Labor Day originated in the late 1800s at the height of the Industrial Revolution. On September 5, 1882, 10,000 workers took unpaid time off to hold the first Labor Day parade marching from City hall to Union Square in New York City. This idea of a workingman’s holiday caught on in other industrial centers across the country, and many states passed legislation recognizing the day. Congress legalized the national holiday 12 years later. Labor Day is always celebrated on the first Monday in September.
It may be a surprise that Oregon was the first state to make Labor Day a legal holiday in 1887 since the first Labor Day “parade” started in New York.
In the 19th century, almost every American worked 7 days a week, 12 hours a day, including many young children. Wages were very low, so everyone worked in factories to help contribute to the family finances. It was thanks to the Adamson act passed on September 3, 1916, that federal law started regulating hours worked for private companies. Since the Adamson act was passed in early September, Labor Day also celebrates the Adamson act that reduced working hours to 8 hours a day, 5 days a week.
Labor Day is generally recognized as marking the end of summer. If you’ve been around long enough, you’ve probably heard the saying don’t wear white after Labor Day. It seems the rich folks would pack away all their white clothes at the end of the summer as some kind of leisure fashion statement. Well, at least that’s the reason given for the no white clothes after Labor Day saying.
Labor Day seems to be the Day of endings. It is the end of hot dog season, the last day of summer vacation before kids have to head back to school. The end of the outdoor swimming season and barbeque picnics. Bummer!
On the bright side, it is also the start of football season. Hurrah for the pigskin!

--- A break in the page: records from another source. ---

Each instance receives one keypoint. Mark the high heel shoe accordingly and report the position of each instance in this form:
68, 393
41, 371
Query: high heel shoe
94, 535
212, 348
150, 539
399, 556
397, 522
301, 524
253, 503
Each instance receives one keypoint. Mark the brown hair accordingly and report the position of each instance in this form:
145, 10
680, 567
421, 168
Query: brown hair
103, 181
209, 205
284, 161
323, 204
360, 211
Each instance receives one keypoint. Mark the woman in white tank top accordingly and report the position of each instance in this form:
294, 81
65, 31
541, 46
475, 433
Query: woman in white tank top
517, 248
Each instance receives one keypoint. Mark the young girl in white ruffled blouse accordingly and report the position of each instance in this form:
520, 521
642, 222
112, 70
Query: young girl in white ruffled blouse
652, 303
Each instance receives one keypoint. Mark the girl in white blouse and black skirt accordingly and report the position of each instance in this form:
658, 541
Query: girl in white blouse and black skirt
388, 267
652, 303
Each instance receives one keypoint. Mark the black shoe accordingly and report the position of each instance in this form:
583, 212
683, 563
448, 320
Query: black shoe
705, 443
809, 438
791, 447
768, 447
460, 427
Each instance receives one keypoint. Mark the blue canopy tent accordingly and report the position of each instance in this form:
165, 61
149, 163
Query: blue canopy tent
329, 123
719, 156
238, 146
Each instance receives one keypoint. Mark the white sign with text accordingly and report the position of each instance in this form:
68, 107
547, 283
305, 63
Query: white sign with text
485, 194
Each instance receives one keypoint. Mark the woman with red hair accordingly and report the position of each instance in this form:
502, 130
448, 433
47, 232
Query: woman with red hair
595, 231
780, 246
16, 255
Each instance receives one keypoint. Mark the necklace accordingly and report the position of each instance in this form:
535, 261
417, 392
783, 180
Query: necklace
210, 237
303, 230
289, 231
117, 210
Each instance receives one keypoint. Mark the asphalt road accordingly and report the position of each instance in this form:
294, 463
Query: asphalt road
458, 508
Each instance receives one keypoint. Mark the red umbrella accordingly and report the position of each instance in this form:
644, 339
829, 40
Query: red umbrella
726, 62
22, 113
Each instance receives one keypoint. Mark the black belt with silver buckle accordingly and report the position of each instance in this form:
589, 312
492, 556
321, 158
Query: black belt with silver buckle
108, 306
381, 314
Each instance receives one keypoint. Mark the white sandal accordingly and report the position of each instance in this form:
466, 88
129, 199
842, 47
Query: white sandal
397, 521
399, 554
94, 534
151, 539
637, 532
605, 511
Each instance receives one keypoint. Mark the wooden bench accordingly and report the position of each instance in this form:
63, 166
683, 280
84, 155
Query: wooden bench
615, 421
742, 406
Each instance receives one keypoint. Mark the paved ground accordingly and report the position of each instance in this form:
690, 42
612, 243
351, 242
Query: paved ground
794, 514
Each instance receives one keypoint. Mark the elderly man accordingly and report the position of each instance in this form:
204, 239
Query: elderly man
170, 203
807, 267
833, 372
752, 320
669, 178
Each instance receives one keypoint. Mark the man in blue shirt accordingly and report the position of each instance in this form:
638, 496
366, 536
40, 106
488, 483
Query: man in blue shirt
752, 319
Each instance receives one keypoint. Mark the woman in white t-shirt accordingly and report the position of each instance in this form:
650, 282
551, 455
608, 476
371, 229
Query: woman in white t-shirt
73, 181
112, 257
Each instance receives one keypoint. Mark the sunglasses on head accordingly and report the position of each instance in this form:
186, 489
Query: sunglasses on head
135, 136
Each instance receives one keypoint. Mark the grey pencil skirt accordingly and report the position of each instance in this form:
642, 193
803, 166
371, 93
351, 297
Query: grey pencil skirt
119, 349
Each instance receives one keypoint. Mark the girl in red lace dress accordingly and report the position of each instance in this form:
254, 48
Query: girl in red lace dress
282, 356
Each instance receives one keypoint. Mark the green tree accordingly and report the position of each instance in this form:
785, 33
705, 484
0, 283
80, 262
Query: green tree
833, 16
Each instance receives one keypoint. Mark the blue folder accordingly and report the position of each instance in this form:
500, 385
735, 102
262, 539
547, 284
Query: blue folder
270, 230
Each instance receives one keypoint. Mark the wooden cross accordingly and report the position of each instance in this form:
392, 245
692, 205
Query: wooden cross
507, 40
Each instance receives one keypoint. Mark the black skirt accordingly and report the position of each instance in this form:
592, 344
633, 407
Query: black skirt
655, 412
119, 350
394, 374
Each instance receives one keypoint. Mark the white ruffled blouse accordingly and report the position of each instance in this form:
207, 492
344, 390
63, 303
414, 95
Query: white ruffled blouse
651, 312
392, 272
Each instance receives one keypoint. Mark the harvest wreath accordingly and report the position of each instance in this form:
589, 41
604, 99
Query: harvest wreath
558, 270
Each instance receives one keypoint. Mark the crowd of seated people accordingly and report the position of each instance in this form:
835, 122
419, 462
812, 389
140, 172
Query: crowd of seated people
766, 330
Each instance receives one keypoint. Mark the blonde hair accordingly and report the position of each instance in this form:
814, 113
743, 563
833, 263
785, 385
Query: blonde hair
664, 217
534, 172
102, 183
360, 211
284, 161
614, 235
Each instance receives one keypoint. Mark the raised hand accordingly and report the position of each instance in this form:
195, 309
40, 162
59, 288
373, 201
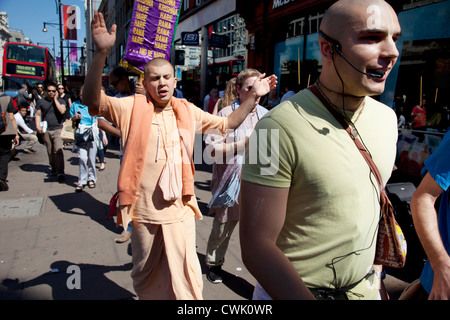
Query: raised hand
264, 85
103, 40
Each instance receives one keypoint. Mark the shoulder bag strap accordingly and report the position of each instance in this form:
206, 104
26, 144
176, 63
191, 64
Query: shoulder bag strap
347, 128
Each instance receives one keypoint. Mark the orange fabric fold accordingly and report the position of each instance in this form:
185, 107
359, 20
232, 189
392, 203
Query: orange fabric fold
137, 142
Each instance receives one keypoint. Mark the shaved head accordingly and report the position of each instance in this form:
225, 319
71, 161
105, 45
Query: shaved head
157, 62
341, 16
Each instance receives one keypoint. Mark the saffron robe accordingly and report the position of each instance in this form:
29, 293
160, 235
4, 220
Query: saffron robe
165, 264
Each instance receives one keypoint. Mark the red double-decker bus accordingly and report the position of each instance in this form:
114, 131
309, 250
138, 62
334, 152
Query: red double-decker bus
26, 63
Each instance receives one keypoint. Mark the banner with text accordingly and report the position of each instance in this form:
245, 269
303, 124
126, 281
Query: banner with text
71, 23
151, 32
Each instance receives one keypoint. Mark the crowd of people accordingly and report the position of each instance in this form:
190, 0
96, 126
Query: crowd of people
308, 228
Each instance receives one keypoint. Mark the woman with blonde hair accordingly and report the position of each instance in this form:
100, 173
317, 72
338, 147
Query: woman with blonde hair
229, 96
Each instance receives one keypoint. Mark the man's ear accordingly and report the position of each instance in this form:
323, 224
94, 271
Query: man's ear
326, 50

Although banks and federal workers get Labor Day off, it isn’t truly a holiday for all workers. Retailers are busy with Labor Day sales, and emergency workers and medical care staff, among other workers, have to labor on the holiday.
Take the day to remember those who work hard for everyone and don’t get to celebrate at home resting and having fun with family and friends. From those who toil in the fields of first responders and the retail personnel who stand ready to make your holiday the best, it can be. Let’s all say thank you to the workers of America for their many contributions and sacrifices they make to make our lives better.